As I have pointed out in another of these sketches, the last decade but one of the eighteenth century was one of disaster and degradation for this country both at home and abroad. The national strength was sapped by corruption, and the national spirit was daunted by defeat.
The history of the next thirty or forty years distinctly shows that we had but one Nelson at sea, and but one Wellington on land. If they had been born a quarter of a century later, or even if they had not both come into the world about the same time as their mighty antagonist, the map of Europe would certainly be very different to what it is to-day, and it is also fairly safe to say that the map of the world would not now show nearly as much red as it does.
Arthur Wellesley, like certain others of our Empire-Makers who will be remembered, was a delicate, weakly boy and also, curiously enough, a dunce at school. As far as we know he was first sent to a school at Chelsea, whence in due course he went to Eton. Now there came a time when Eton was very proud indeed of being his Alma-Mater; but when she came to look back to see if she could remember anything about him she found that his career was absolutely undistinguished.
There was only one incident in it all that any one remembered, and that was a fight that he had had with one Bob or “Bobus” Smith, of whom also nothing is known save the fact that he had a brother who was afterwards known to the world as Sydney Smith—not the defender of Acre, but the clerical humourist who divided the human race into three sexes: Men, women, and curates.
It would seem that he was all along intended for the army, for when his undistinguished career at Eton had closed he went to a French military school at Angers, somewhere about the same time that a certain young cadet of Artillery was beginning to learn his business in Toulon. Here, again, we get very dim glimpses of the future conqueror, Empire-Maker, and preserver. One of them, however, is fairly distinct. He had a little terrier called Vick to which he was a great deal more attentive than he was to his studies and which repaid his attention by constant and unswerving devotion.
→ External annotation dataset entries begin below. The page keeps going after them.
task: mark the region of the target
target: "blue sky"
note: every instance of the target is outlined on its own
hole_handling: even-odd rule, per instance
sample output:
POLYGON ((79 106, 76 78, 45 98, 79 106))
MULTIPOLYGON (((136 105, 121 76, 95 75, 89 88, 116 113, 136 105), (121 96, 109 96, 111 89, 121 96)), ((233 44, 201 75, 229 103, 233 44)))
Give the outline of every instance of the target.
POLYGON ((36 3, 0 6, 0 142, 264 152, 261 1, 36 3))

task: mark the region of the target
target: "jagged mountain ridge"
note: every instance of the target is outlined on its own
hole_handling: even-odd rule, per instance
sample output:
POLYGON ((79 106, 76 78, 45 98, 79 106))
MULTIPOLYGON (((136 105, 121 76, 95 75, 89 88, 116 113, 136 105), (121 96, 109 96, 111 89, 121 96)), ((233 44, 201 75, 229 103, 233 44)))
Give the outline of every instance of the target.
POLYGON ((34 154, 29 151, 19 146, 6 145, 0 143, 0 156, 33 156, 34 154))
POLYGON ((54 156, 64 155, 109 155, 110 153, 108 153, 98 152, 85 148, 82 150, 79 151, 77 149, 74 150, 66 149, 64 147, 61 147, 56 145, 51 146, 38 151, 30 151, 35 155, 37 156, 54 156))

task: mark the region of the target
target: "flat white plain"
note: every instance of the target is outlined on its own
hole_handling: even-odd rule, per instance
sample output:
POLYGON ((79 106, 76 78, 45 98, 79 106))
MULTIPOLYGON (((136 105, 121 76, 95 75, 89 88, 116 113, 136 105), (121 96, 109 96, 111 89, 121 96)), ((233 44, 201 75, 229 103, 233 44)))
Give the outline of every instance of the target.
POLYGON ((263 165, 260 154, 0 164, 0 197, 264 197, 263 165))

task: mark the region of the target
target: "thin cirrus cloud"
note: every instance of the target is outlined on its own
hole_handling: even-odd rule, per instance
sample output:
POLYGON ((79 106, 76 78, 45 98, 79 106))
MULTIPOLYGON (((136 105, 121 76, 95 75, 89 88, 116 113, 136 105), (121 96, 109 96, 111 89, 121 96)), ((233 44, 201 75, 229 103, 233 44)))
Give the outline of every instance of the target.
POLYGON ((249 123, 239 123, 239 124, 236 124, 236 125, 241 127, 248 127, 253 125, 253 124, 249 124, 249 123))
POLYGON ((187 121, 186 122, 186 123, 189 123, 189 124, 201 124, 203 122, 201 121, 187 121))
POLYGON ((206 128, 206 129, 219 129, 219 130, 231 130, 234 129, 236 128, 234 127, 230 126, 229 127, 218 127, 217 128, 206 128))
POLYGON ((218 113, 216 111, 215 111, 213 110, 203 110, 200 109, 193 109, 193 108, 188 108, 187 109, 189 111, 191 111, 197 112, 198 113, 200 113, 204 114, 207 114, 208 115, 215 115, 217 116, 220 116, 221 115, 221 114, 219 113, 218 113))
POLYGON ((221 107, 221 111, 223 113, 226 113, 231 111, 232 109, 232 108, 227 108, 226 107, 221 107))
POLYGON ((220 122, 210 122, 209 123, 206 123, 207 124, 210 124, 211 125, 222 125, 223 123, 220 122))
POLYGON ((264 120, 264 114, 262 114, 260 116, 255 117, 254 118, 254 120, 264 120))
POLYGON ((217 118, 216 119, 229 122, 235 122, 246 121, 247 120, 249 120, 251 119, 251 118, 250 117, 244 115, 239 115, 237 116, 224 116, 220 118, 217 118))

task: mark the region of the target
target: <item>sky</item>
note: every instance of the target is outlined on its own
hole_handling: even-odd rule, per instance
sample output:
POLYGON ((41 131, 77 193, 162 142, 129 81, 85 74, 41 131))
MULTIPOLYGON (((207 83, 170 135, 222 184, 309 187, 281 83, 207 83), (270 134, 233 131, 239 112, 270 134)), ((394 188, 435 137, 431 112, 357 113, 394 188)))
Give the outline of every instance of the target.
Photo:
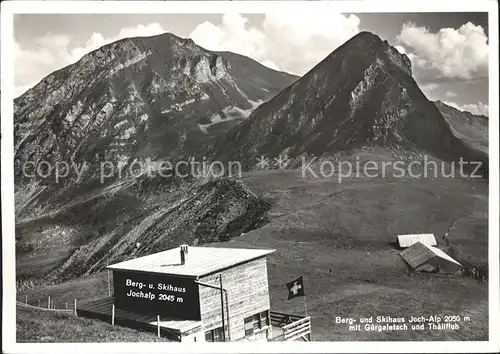
POLYGON ((488 114, 487 13, 16 15, 16 96, 86 53, 126 37, 172 32, 206 49, 233 51, 303 75, 360 31, 373 32, 407 54, 429 99, 488 114))

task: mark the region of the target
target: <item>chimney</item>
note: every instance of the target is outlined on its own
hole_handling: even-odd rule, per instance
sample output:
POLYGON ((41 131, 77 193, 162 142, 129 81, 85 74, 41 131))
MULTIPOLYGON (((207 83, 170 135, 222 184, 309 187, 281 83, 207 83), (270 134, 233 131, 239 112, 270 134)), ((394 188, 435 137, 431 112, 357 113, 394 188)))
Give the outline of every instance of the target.
POLYGON ((186 264, 188 256, 188 245, 181 245, 181 264, 186 264))

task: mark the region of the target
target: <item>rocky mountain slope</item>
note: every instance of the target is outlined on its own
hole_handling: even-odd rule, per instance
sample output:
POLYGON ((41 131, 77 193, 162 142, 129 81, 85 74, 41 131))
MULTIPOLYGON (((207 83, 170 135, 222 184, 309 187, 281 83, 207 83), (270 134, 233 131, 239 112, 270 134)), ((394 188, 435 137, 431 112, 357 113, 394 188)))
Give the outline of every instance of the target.
POLYGON ((267 222, 272 203, 232 180, 213 180, 78 247, 47 279, 65 280, 106 264, 176 247, 223 242, 267 222), (129 225, 127 225, 129 224, 129 225))
POLYGON ((362 32, 256 109, 219 145, 218 158, 322 156, 364 146, 477 159, 412 78, 411 62, 362 32))
POLYGON ((488 154, 488 117, 460 111, 441 101, 434 103, 457 138, 488 154))
POLYGON ((296 79, 170 33, 119 40, 15 99, 16 182, 28 182, 26 162, 85 161, 91 178, 104 160, 123 168, 145 156, 202 155, 232 120, 296 79))

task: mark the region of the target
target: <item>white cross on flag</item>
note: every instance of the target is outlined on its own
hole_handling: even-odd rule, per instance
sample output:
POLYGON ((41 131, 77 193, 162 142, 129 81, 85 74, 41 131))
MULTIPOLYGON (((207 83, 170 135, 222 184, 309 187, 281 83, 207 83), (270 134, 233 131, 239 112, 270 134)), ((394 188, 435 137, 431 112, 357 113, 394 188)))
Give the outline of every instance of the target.
POLYGON ((288 288, 288 300, 297 296, 305 296, 304 281, 302 280, 302 276, 298 277, 294 281, 286 283, 286 287, 288 288))

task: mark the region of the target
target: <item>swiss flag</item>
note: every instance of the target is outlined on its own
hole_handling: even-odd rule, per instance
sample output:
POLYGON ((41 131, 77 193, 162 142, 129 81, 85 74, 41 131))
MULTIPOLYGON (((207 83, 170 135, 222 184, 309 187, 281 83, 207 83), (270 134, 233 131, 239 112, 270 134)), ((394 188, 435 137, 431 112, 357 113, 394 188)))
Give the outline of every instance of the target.
POLYGON ((286 283, 286 287, 288 288, 288 300, 293 299, 297 296, 305 296, 304 280, 302 279, 302 276, 289 283, 286 283))

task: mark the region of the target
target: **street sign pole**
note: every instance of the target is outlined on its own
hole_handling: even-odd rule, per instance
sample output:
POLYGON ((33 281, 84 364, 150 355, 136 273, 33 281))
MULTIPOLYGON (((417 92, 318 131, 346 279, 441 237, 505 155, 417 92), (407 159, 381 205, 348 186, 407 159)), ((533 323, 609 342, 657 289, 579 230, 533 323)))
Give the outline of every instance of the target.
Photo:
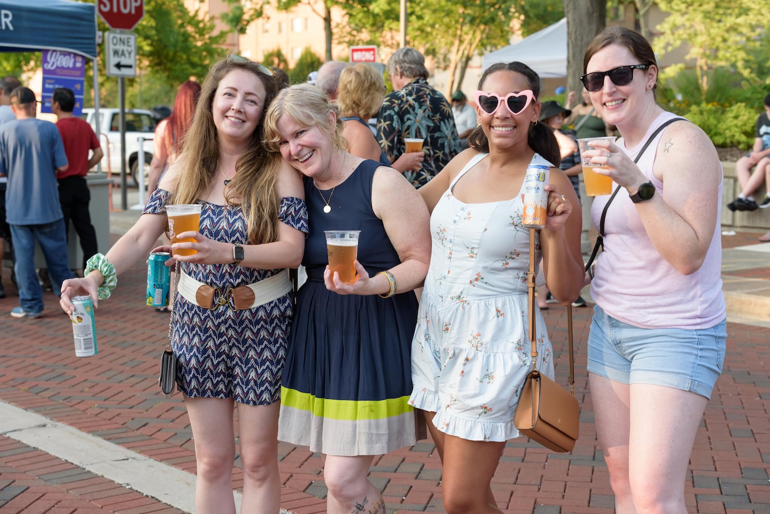
POLYGON ((128 181, 126 178, 126 78, 118 77, 118 96, 120 97, 120 208, 129 209, 128 181))

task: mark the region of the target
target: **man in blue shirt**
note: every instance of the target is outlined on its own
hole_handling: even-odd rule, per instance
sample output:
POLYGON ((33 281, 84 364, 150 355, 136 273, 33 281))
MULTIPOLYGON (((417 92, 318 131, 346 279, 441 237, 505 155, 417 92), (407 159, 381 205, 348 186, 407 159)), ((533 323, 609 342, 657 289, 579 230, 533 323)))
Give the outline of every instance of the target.
POLYGON ((0 125, 0 173, 8 177, 5 211, 13 239, 19 306, 14 318, 38 318, 43 310, 43 290, 35 270, 35 242, 45 257, 54 292, 72 278, 67 256, 66 230, 59 202, 56 172, 67 169, 64 144, 56 125, 39 120, 38 100, 32 89, 11 92, 16 121, 0 125))

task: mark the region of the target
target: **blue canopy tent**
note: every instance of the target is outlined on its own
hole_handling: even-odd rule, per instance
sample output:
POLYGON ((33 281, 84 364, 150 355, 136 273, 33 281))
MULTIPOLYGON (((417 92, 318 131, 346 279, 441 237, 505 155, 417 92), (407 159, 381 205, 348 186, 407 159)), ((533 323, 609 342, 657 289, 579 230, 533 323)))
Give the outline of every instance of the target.
POLYGON ((91 59, 94 105, 99 105, 95 4, 0 0, 0 52, 42 50, 71 52, 91 59))

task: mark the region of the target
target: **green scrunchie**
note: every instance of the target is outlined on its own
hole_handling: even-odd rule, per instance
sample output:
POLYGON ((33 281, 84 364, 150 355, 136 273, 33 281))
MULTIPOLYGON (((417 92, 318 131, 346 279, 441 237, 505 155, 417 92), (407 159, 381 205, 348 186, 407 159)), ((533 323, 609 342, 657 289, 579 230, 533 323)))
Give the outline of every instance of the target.
POLYGON ((97 297, 100 300, 106 300, 112 294, 112 289, 118 285, 118 275, 115 272, 115 266, 105 255, 97 253, 85 263, 83 275, 88 276, 89 273, 95 269, 98 269, 104 277, 104 282, 97 290, 97 297))

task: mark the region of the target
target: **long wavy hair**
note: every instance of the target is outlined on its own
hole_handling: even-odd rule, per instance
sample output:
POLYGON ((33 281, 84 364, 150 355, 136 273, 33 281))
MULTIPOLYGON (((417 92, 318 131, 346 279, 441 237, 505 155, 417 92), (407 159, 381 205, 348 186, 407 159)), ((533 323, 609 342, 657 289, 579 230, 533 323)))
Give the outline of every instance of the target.
MULTIPOLYGON (((496 72, 515 72, 523 75, 535 99, 539 98, 540 75, 531 68, 518 61, 508 63, 497 62, 487 68, 481 75, 478 88, 484 90, 484 83, 487 77, 496 72)), ((559 163, 561 162, 561 152, 559 151, 559 143, 551 127, 542 123, 534 125, 531 123, 527 131, 527 144, 555 167, 559 167, 559 163)), ((485 153, 489 152, 489 139, 487 139, 487 135, 484 133, 480 125, 476 127, 468 136, 468 145, 479 152, 485 153)))
MULTIPOLYGON (((337 150, 347 148, 347 139, 343 137, 343 122, 340 118, 340 108, 336 102, 329 100, 326 94, 314 85, 297 84, 282 89, 270 108, 265 113, 265 145, 280 157, 281 140, 278 133, 278 120, 289 116, 295 123, 305 127, 316 125, 331 138, 332 146, 337 150), (330 122, 328 115, 333 112, 336 121, 330 122)), ((275 157, 275 154, 273 155, 275 157)))
POLYGON ((243 209, 249 244, 273 242, 278 239, 279 200, 276 182, 280 163, 270 159, 262 141, 264 113, 275 98, 278 87, 273 76, 254 61, 228 56, 212 65, 203 81, 192 125, 186 138, 185 150, 179 156, 182 171, 171 203, 195 203, 208 192, 214 175, 218 172, 219 140, 212 105, 219 82, 235 69, 249 72, 262 81, 266 95, 262 116, 251 135, 248 149, 236 163, 236 176, 225 189, 225 199, 228 205, 243 209))
POLYGON ((176 90, 174 108, 166 118, 163 130, 163 145, 166 155, 179 154, 185 143, 185 136, 192 123, 196 105, 200 95, 200 84, 188 80, 176 90))

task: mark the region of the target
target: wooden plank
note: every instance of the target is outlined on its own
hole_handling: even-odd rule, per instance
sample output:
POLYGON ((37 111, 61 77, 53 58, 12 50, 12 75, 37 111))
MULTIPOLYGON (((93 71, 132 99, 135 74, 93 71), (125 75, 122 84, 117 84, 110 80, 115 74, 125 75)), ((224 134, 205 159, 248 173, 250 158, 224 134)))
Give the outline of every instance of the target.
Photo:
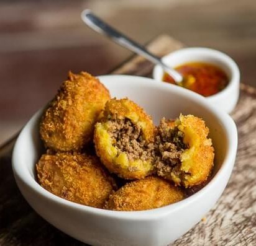
MULTIPOLYGON (((182 46, 167 35, 149 48, 160 56, 182 46)), ((113 74, 149 76, 152 66, 134 56, 113 74)), ((239 103, 232 114, 239 131, 236 163, 217 204, 173 245, 256 245, 256 89, 241 84, 239 103)), ((0 245, 80 245, 81 242, 48 224, 29 206, 16 185, 11 167, 15 138, 0 147, 0 245)))

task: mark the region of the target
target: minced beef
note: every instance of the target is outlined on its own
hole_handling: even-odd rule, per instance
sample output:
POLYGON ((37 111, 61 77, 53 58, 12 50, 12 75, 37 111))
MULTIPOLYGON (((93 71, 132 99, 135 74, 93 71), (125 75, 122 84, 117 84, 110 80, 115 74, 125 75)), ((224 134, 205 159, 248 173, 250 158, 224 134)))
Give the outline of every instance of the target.
POLYGON ((155 145, 155 166, 160 176, 165 176, 175 172, 180 176, 180 156, 187 148, 183 143, 184 133, 177 127, 171 128, 168 122, 163 118, 158 128, 155 145))
POLYGON ((147 160, 153 158, 154 144, 146 142, 139 126, 134 125, 127 118, 113 117, 109 121, 109 131, 115 139, 115 146, 120 152, 125 152, 129 160, 137 159, 147 160))
POLYGON ((119 153, 126 152, 129 160, 151 160, 160 176, 170 172, 179 174, 180 156, 187 148, 183 143, 184 134, 176 127, 170 128, 164 118, 158 128, 154 143, 149 144, 144 139, 141 128, 129 119, 113 116, 109 122, 109 132, 115 139, 114 145, 119 153))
When he left Angers is not known to a year or so, but in 1787 we come across something definite, for in this year Arthur Wesley, as he still spelt himself, was gazetted as ensign to His Majesty’s 73rd Regiment of Foot.
He now stood on the lowest of the gentlemanly rungs of the military ladder and his upward progress was for a time somewhat bewildering. Those were the days when money and social and political influence, which came to about the same thing, did everything in the Army, the Navy, the Church, and everywhere else, and, curiously enough, this apparently absurd system produced the finest array of soldiers and sailors that has ever adorned the annals of our empire. There are, indeed, certain blasphemers who venture to suggest that it worked quite as well as our much-boasted compound of mechanical cramming and competitive examination does now.
But, be this as it may, Arthur Wesley’s first steps up the ladder were distinctly erratic. First he became a lieutenant of the 76th and 41st, then a sub. in the 12th Light Dragoons, then a captain in the 58th Foot, then captain of the 18th Light Dragoons, and so on till by the autumn of 1793, when he had reached the mature age of twenty-four, he was gazetted lieutenant-colonel of the 33rd Foot.
There were two reasons for this rapid promotion. The first undoubtedly is the fact that his elder brother Richard was now Earl of Mornington and a wealthy man and a social power to boot. The second, as Mr. George Hooper in his excellent biography suggests, is probably the perception by his brother of qualities which so far nobody else had discovered.